Factura Logo

Privacy Policy

This Privacy Policy describes how we collect, use, store, share and protect personal data provided by users of this website and the services we offer. We are committed to maintaining the privacy and security of your personal information and comply with applicable data protection laws, including, but not limited to, the General Data Protection Regulation (GDPR) and other relevant data protection laws. This policy applies to all data subjects, including website visitors, customers and others who interact with our services.

By using this website, you agree to the terms of this Privacy Policy. If you do not agree, we ask that you refrain from using our services or providing any personal information.

If you have any questions or concerns about this policy, please contact us by email at: informacion@gs1cr.org

1. Data Controller

The entity responsible for determining the purposes and means of processing the personal data you provide when using this website and its services is:

GS1 Costa Rica
Location:Santo Domingo de Heredia, from the Cemetery 200 meters East and 300 meters North, in front of the San Martín Chapel
Email: informacion@gs1cr.org
Website: www.gs1cr.org

We are committed to ensuring that your personal information is processed securely and in accordance with this Privacy Policy and applicable laws.

2.Key Definitions

To help you better understand this Privacy Policy, the following key terms are used:
Data Controller: The entity (organization or individual) that determines the purposes and means of processing personal data.
Personal Data: Any information relating to an identified or identifiable natural person, including, but not limited to, name, address, email, IP address or other identifying information.
Data Subject: The person whose personal information is being collected, processed or stored.
Processing: Any operation or set of operations performed on personal data, including collection, recording, organisation, storage, modification, retrieval, use, disclosure or deletion.
Data Processor: A third party that processes personal data on behalf of the Data Controller.
Third Parties: Organizations, individuals or entities that are not part of our organization, but may be involved in processing data on our behalf.

3. Purposes and Legal Basis for Data Processing

We collect and process your personal data for various purposes, depending on how you interact with our website and services.
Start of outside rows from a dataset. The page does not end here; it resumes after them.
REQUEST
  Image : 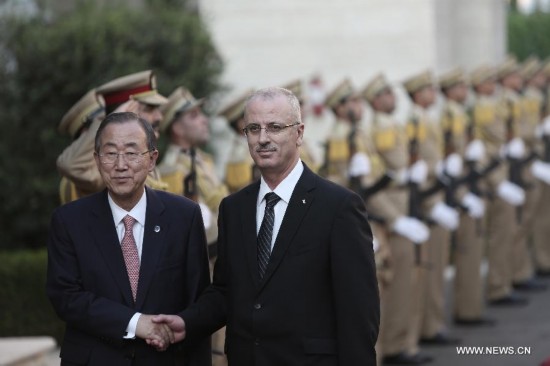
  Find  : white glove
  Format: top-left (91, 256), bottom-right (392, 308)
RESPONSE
top-left (392, 216), bottom-right (430, 244)
top-left (349, 152), bottom-right (371, 177)
top-left (386, 169), bottom-right (407, 184)
top-left (444, 153), bottom-right (462, 178)
top-left (372, 235), bottom-right (380, 253)
top-left (409, 160), bottom-right (428, 184)
top-left (430, 202), bottom-right (460, 230)
top-left (497, 180), bottom-right (525, 206)
top-left (199, 203), bottom-right (212, 229)
top-left (464, 140), bottom-right (485, 162)
top-left (542, 116), bottom-right (550, 136)
top-left (506, 137), bottom-right (525, 159)
top-left (462, 192), bottom-right (485, 219)
top-left (531, 160), bottom-right (550, 185)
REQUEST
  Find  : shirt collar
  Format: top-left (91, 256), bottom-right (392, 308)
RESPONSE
top-left (257, 159), bottom-right (304, 206)
top-left (107, 189), bottom-right (147, 226)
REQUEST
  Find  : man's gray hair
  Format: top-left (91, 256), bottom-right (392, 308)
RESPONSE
top-left (244, 87), bottom-right (302, 123)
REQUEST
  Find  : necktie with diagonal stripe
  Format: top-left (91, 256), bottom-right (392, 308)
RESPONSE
top-left (258, 192), bottom-right (281, 278)
top-left (120, 215), bottom-right (139, 302)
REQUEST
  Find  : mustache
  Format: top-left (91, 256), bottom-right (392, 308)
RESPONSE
top-left (255, 144), bottom-right (277, 152)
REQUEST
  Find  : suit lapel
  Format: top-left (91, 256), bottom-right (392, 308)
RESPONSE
top-left (90, 190), bottom-right (133, 305)
top-left (256, 165), bottom-right (315, 289)
top-left (136, 188), bottom-right (168, 309)
top-left (241, 181), bottom-right (260, 287)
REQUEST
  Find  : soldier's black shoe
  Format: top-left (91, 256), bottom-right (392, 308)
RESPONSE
top-left (420, 333), bottom-right (460, 346)
top-left (537, 269), bottom-right (550, 278)
top-left (454, 317), bottom-right (497, 327)
top-left (489, 294), bottom-right (529, 306)
top-left (513, 278), bottom-right (548, 292)
top-left (382, 352), bottom-right (433, 365)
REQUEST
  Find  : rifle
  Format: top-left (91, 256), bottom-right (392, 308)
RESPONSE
top-left (506, 100), bottom-right (525, 224)
top-left (408, 116), bottom-right (422, 267)
top-left (443, 108), bottom-right (462, 248)
top-left (465, 109), bottom-right (486, 237)
top-left (183, 147), bottom-right (199, 202)
top-left (348, 111), bottom-right (392, 204)
top-left (348, 110), bottom-right (362, 196)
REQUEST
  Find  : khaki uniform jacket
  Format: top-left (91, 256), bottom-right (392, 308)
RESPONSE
top-left (406, 104), bottom-right (443, 214)
top-left (471, 95), bottom-right (508, 193)
top-left (159, 144), bottom-right (229, 243)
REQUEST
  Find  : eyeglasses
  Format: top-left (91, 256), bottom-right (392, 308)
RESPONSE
top-left (243, 122), bottom-right (300, 136)
top-left (97, 150), bottom-right (154, 165)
We only process your personal data where there is a valid legal basis for doing so.

a) Data Collection and Registration

Personal data may be collected from users through forms, subscriptions, communication channels or when you access certain features of our website. The types of personal data we collect include, but are not limited to:

Identification details: Name, email address, telephone number and postal address.

Login and account information: Username, password, and authentication data.
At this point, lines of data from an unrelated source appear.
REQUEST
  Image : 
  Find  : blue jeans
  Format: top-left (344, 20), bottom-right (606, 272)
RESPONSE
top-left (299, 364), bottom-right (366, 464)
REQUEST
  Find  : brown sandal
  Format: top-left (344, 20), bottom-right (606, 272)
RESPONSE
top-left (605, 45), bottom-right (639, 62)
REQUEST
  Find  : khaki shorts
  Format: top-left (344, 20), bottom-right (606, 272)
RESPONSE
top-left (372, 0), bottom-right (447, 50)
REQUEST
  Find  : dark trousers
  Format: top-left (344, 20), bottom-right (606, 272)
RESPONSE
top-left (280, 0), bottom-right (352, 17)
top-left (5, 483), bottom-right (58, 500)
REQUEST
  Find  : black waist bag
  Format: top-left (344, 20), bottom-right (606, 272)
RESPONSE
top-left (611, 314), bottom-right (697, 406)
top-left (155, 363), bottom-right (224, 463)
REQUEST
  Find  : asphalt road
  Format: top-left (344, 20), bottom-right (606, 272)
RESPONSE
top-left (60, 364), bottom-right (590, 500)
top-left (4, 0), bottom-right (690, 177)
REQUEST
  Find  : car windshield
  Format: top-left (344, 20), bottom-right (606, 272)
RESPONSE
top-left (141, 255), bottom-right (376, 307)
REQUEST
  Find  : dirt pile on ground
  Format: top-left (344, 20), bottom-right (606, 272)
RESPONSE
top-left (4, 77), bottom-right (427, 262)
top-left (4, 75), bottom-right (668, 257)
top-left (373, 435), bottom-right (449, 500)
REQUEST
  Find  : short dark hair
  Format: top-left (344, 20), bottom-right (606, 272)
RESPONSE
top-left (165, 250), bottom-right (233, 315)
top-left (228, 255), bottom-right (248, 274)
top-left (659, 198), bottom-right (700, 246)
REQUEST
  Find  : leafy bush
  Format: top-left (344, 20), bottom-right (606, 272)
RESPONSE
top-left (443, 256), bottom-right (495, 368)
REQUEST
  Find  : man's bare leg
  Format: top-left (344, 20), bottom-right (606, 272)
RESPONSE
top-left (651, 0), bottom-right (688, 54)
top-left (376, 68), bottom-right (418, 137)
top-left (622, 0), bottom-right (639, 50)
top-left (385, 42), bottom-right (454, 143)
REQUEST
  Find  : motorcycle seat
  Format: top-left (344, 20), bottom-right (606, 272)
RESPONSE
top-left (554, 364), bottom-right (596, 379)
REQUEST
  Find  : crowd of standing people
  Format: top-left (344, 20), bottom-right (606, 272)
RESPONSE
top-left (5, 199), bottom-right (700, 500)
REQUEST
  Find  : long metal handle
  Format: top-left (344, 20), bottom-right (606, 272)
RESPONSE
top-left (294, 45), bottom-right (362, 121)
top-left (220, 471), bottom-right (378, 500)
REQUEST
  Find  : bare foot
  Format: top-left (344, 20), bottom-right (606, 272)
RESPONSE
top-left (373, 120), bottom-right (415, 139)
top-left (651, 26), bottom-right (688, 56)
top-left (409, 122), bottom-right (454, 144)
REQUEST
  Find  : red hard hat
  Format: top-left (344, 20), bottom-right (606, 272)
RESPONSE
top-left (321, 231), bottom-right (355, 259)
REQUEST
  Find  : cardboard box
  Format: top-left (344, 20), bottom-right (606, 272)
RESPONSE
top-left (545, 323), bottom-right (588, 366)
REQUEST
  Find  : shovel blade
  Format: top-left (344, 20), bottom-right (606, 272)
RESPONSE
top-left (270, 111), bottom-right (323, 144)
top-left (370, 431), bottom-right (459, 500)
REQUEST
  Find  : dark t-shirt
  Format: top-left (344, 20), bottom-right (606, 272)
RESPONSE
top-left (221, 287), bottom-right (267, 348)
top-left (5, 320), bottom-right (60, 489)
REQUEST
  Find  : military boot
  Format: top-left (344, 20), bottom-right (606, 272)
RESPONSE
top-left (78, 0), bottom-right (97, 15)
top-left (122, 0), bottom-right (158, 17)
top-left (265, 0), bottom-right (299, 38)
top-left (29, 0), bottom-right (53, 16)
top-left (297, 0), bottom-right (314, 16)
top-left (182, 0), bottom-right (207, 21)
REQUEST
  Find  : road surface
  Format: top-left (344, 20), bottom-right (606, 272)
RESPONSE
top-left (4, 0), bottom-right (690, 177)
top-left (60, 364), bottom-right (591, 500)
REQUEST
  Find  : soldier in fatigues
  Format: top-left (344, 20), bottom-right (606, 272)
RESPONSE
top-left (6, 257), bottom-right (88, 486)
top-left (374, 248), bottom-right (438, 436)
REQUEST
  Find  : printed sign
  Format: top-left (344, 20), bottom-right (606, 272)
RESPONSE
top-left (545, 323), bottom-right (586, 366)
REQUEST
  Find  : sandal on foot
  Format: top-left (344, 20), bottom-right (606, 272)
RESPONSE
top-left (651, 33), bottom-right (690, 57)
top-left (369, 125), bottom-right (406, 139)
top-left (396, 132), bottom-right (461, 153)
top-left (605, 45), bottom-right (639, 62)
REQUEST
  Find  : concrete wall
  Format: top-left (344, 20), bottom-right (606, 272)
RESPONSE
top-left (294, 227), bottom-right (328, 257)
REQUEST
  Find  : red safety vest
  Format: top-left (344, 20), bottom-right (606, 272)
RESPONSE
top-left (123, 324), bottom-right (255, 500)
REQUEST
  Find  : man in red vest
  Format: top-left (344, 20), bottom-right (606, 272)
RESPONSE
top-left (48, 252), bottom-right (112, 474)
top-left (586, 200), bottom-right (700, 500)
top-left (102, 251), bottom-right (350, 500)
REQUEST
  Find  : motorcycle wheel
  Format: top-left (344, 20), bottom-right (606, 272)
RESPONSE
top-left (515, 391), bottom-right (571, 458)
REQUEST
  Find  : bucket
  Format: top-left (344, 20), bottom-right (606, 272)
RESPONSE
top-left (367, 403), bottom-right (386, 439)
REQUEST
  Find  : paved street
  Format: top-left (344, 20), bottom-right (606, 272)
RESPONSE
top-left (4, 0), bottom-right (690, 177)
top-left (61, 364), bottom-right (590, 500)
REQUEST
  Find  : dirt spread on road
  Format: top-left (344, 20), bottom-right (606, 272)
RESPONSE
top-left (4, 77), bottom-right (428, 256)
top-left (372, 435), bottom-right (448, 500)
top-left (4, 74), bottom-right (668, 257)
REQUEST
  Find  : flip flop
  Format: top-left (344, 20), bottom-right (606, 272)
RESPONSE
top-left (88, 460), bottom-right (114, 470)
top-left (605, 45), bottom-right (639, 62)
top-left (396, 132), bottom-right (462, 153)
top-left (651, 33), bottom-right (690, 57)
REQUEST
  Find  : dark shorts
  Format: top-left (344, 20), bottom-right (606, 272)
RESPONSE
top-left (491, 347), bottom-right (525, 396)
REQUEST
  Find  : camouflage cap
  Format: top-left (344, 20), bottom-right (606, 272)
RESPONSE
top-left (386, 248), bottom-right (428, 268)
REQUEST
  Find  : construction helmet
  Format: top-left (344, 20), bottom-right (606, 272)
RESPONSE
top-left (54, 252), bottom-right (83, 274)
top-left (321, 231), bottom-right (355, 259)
Usage Data: Information about how you interact with our website and services, such as IP address, browser type, pages visited, and time spent on each page.

Communication data: Records of queries, complaints or requests sent via email, contact forms or customer service channels.

Payment information: If applicable, payment details such as credit card information or payment transaction details to process payments related to our services.

b)Legal Basis for Processing

The legal basis for processing your personal data varies depending on the context in which the data is collected:

User consent: We may process your personal data based on your explicit consent (for example, subscribing to newsletters, accepting marketing communications).

Performance of a contract: Processing may be necessary to fulfill a contract in which you have participated, such as providing services you have requested or managing your account.

Legitimate interests: We may process your data to pursue our legitimate business interests, such as improving our website, marketing or customer service, provided that such interests do not override your privacy rights.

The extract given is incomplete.